USENIX is an American 501(c)(3) nonprofit membership organization based in Berkeley, California and founded in 1975 that supports advanced computing systems, operating system (OS), and computer networking research. It organizes several conferences in these fields.

== History ==
USENIX was established in 1975 under the name "Unix Users Group," focusing primarily on the study and development of the Unix OS family and similar systems. In June 1977, a lawyer from AT&T Corporation informed the group that they could not use the word "Unix" in their name as it was a trademark of Western Electric (the manufacturing arm of AT&T until 1995), which led to the change of name to USENIX. Since its founding, it has published a technical journal titled ;login:.

USENIX was started as a technical organization. As commercial interest grew, a number of separate groups started in parallel, most notably the Software Tools Users Group (STUG), a technical adjunct for Unix-like tools and interfaces on non-Unix operating systems, and /usr/group, a commercially oriented user group.

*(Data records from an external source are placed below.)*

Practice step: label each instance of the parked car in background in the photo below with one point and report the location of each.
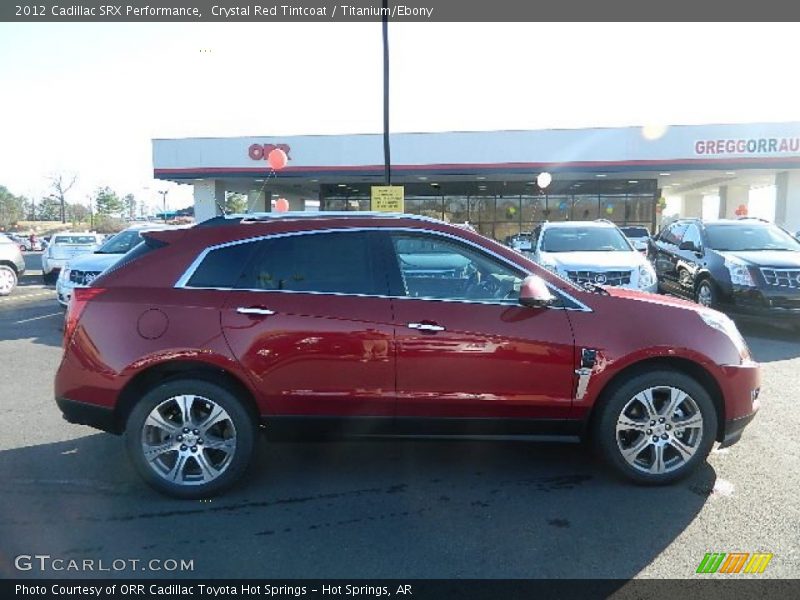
(745, 267)
(386, 325)
(520, 242)
(62, 248)
(83, 269)
(592, 253)
(638, 235)
(12, 265)
(17, 239)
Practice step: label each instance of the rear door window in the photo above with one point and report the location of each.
(331, 262)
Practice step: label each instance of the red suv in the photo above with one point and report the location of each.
(379, 324)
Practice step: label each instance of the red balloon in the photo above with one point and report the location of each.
(277, 159)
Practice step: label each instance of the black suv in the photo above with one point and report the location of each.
(746, 267)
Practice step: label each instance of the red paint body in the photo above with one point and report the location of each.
(354, 356)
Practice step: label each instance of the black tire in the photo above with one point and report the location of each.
(699, 438)
(8, 280)
(239, 423)
(706, 286)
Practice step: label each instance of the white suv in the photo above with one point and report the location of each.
(592, 252)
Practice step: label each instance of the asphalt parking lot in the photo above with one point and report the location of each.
(402, 509)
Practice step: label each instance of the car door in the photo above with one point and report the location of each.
(689, 262)
(465, 347)
(665, 260)
(310, 322)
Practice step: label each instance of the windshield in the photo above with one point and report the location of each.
(584, 239)
(635, 232)
(121, 243)
(75, 239)
(749, 237)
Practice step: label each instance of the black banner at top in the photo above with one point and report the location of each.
(396, 10)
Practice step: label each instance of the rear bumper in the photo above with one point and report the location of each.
(734, 429)
(782, 304)
(741, 388)
(82, 413)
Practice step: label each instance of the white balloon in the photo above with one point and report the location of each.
(544, 179)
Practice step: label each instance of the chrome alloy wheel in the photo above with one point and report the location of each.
(659, 430)
(188, 440)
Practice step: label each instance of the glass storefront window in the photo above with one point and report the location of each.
(456, 209)
(559, 207)
(533, 208)
(505, 208)
(585, 207)
(612, 207)
(641, 209)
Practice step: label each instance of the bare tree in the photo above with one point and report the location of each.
(60, 185)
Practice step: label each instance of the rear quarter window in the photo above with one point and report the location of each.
(222, 267)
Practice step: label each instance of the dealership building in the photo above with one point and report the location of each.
(489, 178)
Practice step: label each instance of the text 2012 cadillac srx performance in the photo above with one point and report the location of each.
(385, 324)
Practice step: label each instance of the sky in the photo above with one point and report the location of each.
(86, 99)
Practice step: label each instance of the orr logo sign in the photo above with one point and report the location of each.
(261, 151)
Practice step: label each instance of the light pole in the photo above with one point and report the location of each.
(387, 169)
(164, 202)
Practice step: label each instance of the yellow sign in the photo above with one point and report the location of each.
(387, 198)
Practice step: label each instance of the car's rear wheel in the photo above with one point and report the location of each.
(8, 280)
(656, 427)
(190, 438)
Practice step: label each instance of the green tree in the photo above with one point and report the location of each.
(235, 203)
(108, 203)
(129, 202)
(60, 185)
(12, 208)
(48, 209)
(77, 213)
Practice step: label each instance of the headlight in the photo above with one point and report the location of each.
(740, 274)
(724, 324)
(647, 276)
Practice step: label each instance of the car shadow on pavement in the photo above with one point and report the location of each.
(350, 509)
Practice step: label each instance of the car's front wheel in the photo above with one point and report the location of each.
(656, 427)
(706, 295)
(8, 280)
(190, 438)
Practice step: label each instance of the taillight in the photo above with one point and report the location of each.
(77, 303)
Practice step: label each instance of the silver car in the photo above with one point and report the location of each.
(63, 247)
(82, 270)
(592, 253)
(12, 265)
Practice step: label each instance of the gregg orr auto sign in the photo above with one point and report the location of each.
(771, 145)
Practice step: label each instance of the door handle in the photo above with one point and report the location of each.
(426, 327)
(254, 310)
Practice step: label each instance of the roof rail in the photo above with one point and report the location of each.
(753, 219)
(303, 215)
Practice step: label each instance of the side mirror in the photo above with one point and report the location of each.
(689, 246)
(533, 292)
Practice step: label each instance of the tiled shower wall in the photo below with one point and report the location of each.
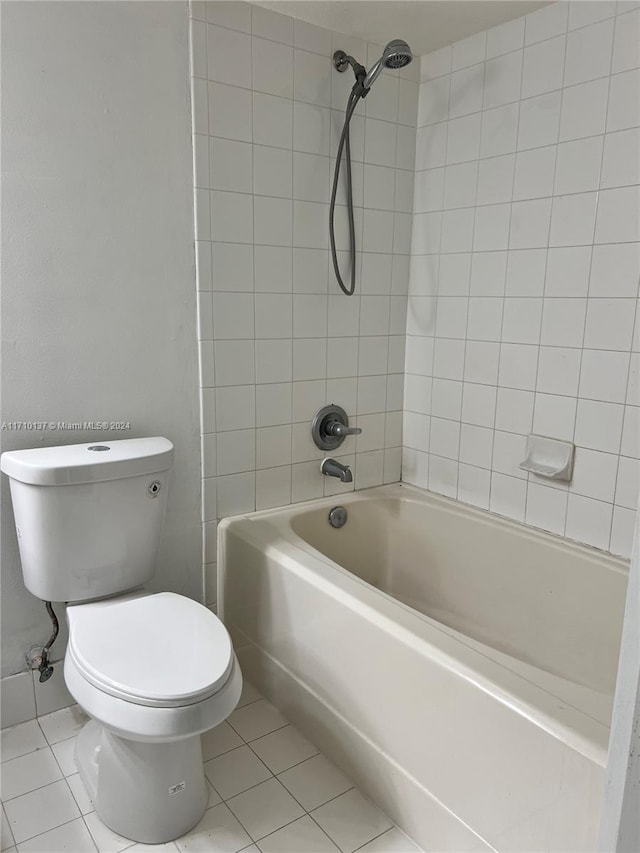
(277, 338)
(523, 302)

USENIX's founding President was Lou Katz.

==Conferences==
USENIX hosts numerous conferences and symposia each year, including:

- USENIX Symposium on Operating Systems Design and Implementation (OSDI) (was bi-annual till 2020)
- USENIX Security Symposium (USENIX Security)
- USENIX Conference on File and Storage Technologies (FAST)
- USENIX Symposium on Networked Systems Design and Implementation (NSDI)
- SREcon, a conference for engineers focused on site reliability, systems engineering, and working with complex distributed systems at scale

- LISA, the Large Installation System Administration Conference was retired in after LISA21, which was the 34th LISA conference.
- Enigma, a conference focused on practical privacy and security expertise and knowledge sharing in a welcoming and inclusive environment, was paused after Enigma 2023 and was later folded into USENIX Security.
Until 2025, it also hosted an Annual Technical Conference (USENIX ATC).

== Publications ==
USENIX published a magazine called ;login: that was published bi-monthly until 2016, then four times a year until 2021. In 2021, it became an all-digital magazine and openly accessible. ;login: Online concluded publication in 2025. ;login: content informed the community about practically relevant research, useful tools, and relevant events.

From 1988–1996, USENIX published the quarterly journal Computing Systems, about the theory and implementation of advanced computing systems in the UNIX tradition. It was published first by the University of California Press, then by the MIT Press. The issues have been scanned and are online.

== Open access ==
USENIX conferences became open access in 2008. Since 2011, they have provided audio and video recordings of paper presentations and conference talks in their open-access materials, free of charge.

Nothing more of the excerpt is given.